Nicolas Sarkozy ne l’a pas encore dit, mais, à ce train-là, il va ne pas manquer de le  dire avant la fin de sa campagne de réélection s’il continue ainsi : « L’Allemagne, cela commence à bien faire »… En tout cas, hier, à Villepinte, il n’a pas été très loin de dire que « l’Europe, cela commence à bien faire ». Devant le « peuple de l’UMP » (bravo la foule!), le président sortant a indiqué qu’il adopterait, s’il est réélu, une position de négociation dure avec nos partenaires européens. Soit la collectivité européenne se pliera aux volontés françaises qu’il incarnera de nouveau par l’onction électorale du peuple, soit la France agira unilatéralement. Comme au bon vieux temps du Général De Gaulle – ah, la bonne vieille « crise de la chaise vide », et le bon vieux « compromis de Luxembourg » – de l’Europe des six. Heureusement, ces velléités de mettre nos partenaires devant un ultimatum ont été formulées de façon telle que le Président réélu n’ait pas de toute manière à en arriver là: sur la révision des règles régissant l’espace Schengen (de libre circulation des personnes), des négociations sont déjà en cours, et le gouvernement français obtiendra sans aucun doute quelque hochet bien symbolique à présenter comme un grand résultat dans la lutte contre l’immigration clandestine. En effet, je vois bien un gouvernement français fermant au cours de l’année 2013 de nouveau les frontières à l’ancienne… cela aurait un succès fou auprès de nos concitoyens qui font du tourisme chez nos voisins, et de ceux qui y commercent. (Au moins, cela permettrait des recrutements dans la police des frontières.) Pour les autres propositions (sur les petites entreprises, sur les marchés publics, sur la préférence communautaire), N. Sarkozy amuse la galerie.
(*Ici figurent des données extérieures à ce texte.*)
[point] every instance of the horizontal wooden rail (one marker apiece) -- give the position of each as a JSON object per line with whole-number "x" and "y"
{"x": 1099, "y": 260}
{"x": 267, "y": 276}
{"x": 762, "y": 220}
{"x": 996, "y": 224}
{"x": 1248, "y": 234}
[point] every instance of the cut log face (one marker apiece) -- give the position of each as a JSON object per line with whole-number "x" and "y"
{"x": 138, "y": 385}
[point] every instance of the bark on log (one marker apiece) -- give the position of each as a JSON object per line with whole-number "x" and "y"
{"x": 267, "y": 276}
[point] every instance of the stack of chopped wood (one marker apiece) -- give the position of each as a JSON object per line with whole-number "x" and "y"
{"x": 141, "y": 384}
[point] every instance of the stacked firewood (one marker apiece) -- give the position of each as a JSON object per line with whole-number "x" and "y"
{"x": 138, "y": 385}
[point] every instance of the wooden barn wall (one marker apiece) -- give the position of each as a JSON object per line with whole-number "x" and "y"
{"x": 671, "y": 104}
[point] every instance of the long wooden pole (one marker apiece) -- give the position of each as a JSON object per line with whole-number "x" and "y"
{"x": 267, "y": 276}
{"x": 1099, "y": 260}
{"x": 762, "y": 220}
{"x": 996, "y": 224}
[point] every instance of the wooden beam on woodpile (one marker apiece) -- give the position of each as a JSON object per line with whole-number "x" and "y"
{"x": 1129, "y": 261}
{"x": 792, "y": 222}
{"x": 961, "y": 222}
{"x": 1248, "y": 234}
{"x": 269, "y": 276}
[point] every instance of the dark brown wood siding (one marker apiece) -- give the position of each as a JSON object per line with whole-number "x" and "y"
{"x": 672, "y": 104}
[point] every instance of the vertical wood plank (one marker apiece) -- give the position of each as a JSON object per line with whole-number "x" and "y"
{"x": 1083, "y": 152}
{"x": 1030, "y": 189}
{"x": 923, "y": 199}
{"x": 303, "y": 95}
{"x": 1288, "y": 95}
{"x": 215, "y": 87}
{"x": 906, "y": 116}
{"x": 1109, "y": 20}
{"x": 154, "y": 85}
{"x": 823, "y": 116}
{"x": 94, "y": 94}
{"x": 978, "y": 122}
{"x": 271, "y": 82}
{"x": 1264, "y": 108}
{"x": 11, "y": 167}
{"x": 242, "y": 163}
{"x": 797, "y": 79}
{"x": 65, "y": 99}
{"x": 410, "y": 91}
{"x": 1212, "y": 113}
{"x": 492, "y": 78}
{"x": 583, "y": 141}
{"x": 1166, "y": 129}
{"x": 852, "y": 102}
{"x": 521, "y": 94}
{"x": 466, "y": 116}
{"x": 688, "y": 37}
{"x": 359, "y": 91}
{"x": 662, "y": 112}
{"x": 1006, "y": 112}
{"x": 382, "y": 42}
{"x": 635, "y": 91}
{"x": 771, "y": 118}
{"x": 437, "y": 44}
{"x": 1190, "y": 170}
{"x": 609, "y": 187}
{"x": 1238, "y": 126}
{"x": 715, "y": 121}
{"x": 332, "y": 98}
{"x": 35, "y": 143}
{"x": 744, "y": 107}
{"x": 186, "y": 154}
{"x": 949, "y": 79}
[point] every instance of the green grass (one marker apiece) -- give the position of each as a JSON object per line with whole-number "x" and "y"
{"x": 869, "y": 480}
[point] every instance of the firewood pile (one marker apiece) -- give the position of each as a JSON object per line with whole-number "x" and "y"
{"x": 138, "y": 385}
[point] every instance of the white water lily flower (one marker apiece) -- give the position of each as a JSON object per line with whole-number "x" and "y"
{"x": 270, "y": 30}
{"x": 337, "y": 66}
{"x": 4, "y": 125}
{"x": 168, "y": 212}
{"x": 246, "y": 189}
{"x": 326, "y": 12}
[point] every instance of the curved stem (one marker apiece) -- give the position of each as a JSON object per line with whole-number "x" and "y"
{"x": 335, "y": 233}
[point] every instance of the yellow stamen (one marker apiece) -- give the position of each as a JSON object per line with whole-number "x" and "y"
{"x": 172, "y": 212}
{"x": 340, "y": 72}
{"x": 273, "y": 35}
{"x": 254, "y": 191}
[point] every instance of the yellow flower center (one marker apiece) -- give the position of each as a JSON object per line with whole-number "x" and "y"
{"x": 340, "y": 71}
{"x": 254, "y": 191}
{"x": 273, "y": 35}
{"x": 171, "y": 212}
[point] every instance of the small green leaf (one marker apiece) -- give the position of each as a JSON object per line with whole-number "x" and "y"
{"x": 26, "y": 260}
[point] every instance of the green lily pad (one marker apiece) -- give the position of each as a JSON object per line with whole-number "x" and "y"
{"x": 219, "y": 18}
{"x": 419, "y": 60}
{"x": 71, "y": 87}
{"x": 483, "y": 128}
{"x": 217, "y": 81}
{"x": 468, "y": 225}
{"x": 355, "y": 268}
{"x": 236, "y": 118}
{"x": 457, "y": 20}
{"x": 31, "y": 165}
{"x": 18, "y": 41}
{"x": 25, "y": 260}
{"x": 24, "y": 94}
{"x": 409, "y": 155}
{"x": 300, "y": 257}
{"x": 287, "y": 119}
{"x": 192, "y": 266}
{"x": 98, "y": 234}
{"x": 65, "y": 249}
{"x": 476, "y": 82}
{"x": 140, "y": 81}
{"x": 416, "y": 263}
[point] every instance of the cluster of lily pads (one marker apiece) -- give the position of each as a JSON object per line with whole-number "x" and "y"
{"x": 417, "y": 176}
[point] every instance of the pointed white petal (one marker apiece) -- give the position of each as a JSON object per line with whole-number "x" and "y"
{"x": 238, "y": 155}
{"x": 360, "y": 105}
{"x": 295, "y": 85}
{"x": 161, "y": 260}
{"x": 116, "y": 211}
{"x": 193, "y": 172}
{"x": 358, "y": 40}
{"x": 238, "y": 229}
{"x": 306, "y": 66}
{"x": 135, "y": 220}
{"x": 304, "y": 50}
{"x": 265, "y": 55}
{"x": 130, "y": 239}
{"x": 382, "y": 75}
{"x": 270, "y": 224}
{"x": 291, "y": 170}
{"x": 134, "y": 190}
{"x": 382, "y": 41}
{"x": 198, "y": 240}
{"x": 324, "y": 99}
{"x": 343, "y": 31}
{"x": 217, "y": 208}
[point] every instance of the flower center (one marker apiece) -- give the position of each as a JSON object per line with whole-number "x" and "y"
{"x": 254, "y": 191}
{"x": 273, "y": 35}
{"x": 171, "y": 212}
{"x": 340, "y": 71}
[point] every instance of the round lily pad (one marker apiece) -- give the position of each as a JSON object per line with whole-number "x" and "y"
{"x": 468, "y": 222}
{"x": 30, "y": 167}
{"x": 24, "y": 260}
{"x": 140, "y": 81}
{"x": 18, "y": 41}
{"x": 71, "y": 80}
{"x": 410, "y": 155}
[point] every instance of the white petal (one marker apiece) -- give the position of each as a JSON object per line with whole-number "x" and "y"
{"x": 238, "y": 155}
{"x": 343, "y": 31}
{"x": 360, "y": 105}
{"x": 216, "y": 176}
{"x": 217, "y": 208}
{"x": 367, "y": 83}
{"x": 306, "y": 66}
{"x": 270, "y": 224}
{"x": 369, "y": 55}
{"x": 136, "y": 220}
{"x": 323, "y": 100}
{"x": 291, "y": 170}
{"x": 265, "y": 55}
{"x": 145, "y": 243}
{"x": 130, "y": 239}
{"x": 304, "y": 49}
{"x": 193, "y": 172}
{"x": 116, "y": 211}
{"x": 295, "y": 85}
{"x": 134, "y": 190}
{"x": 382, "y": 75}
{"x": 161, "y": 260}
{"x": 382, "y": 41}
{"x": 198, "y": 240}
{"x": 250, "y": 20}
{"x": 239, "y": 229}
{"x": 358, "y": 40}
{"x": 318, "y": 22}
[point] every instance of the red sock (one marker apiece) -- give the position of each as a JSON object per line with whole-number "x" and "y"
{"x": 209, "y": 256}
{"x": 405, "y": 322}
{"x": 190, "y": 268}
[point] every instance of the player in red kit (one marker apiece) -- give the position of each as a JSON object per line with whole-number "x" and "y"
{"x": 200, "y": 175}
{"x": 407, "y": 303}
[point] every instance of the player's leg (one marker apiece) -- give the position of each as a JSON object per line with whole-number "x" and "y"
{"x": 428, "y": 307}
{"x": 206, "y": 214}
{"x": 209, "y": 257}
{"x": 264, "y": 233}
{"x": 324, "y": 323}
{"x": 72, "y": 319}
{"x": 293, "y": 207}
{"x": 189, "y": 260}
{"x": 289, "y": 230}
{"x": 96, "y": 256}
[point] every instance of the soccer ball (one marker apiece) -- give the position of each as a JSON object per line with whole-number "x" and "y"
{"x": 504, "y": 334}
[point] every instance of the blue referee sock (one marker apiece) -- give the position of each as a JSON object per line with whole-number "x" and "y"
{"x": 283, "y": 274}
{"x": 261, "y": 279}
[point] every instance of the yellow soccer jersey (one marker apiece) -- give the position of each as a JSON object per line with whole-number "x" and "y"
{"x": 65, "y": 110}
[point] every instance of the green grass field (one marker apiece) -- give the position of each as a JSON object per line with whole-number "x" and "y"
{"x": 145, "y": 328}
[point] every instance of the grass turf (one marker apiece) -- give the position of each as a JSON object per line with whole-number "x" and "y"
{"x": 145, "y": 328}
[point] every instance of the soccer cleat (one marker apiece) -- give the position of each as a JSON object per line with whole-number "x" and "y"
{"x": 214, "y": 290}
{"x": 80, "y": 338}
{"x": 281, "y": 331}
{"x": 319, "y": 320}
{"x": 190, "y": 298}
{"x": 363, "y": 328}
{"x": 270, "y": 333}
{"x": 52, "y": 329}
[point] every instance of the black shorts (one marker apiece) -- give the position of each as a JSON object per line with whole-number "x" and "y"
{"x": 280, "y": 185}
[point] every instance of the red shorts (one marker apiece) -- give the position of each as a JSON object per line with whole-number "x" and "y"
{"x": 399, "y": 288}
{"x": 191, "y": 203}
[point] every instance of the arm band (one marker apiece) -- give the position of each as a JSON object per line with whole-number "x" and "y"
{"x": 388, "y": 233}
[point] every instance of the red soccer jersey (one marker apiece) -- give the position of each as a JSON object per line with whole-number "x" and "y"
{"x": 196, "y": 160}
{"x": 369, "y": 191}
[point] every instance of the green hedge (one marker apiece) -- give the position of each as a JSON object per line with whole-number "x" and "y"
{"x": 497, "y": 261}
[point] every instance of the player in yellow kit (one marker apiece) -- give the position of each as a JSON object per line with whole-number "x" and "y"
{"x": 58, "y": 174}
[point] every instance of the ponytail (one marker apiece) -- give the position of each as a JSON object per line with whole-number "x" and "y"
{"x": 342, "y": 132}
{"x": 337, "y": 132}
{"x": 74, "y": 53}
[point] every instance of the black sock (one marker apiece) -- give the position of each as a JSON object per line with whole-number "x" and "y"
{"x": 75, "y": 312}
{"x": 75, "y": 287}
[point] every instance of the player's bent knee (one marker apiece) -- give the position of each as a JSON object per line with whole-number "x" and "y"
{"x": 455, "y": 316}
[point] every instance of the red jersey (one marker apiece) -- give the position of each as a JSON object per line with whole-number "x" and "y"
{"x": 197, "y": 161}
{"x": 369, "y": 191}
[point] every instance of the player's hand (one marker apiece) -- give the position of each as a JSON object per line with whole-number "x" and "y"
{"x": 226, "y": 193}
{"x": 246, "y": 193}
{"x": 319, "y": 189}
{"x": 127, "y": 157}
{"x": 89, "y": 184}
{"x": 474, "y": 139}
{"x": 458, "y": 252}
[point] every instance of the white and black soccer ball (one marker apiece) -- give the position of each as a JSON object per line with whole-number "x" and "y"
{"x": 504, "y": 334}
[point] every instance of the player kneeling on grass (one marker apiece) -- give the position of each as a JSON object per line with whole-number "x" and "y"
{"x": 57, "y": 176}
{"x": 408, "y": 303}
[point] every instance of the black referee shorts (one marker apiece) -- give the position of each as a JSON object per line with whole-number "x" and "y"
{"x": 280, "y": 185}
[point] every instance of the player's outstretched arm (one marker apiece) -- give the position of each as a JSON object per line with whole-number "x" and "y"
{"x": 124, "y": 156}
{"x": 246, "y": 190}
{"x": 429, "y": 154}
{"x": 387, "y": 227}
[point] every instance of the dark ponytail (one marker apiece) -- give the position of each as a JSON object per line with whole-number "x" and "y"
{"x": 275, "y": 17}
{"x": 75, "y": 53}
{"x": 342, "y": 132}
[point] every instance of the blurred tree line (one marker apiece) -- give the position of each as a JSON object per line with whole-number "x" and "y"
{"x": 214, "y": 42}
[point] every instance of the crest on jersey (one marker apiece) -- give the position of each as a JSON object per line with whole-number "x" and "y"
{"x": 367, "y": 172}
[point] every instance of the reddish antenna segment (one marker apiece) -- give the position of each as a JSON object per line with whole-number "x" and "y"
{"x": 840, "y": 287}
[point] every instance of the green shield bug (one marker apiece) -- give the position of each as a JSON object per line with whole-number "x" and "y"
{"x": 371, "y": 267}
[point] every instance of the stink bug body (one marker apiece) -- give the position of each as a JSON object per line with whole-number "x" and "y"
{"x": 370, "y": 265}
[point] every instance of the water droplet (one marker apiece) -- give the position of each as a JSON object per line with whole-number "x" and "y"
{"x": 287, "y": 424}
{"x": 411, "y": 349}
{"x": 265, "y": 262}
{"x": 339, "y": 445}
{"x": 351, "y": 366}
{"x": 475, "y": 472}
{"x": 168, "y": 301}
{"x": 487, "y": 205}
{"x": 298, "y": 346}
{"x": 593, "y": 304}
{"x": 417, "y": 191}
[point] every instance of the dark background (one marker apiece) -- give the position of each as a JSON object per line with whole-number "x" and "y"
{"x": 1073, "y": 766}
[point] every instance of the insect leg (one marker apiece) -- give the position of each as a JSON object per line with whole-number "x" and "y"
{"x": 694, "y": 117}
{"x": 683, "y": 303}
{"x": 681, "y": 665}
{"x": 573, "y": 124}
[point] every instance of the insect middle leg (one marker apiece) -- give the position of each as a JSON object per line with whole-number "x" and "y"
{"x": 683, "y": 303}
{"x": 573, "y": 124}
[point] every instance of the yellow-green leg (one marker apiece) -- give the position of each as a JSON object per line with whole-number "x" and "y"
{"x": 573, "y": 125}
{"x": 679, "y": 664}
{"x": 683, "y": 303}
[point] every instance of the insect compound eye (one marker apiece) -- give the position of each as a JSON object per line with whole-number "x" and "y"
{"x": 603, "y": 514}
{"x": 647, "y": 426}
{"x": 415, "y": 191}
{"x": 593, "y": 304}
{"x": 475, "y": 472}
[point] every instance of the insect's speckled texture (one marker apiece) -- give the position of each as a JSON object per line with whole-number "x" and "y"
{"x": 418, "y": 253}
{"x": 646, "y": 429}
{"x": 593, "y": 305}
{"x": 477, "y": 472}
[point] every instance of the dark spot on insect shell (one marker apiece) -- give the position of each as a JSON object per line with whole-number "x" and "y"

Dans cette Europe à 27-là, c’est – dans la version forte de dites propositions –  impossible.

Ces déclarations du candidat-président, applaudies par la foule de Villepinte, montrent à quel point une partie de l’électorat (si ce n’est la majorité?) n’a pas encore compris que la participation de la France à l’Union européenne suppose par définition une souveraineté partagée et implique désormais de très fortes contraintes sur les grands choix économiques du pays. Nous sommes en 2012, pas en 1966! La France n’a pas le même poids relatif dans la prise de décision d’une Europe à 6, et dans celle d’une Europe à 27.  Il est par ailleurs pour le moins piquant de voir le même Président qui vient de signer toute une série d’accords européens qui contraignent – s’ils sont respectés – la France à suivre une « bonne politique économique et une seule » s’époumoner devant ses militants pour leur faire croire que la France peut encore jouer les cadors en Europe.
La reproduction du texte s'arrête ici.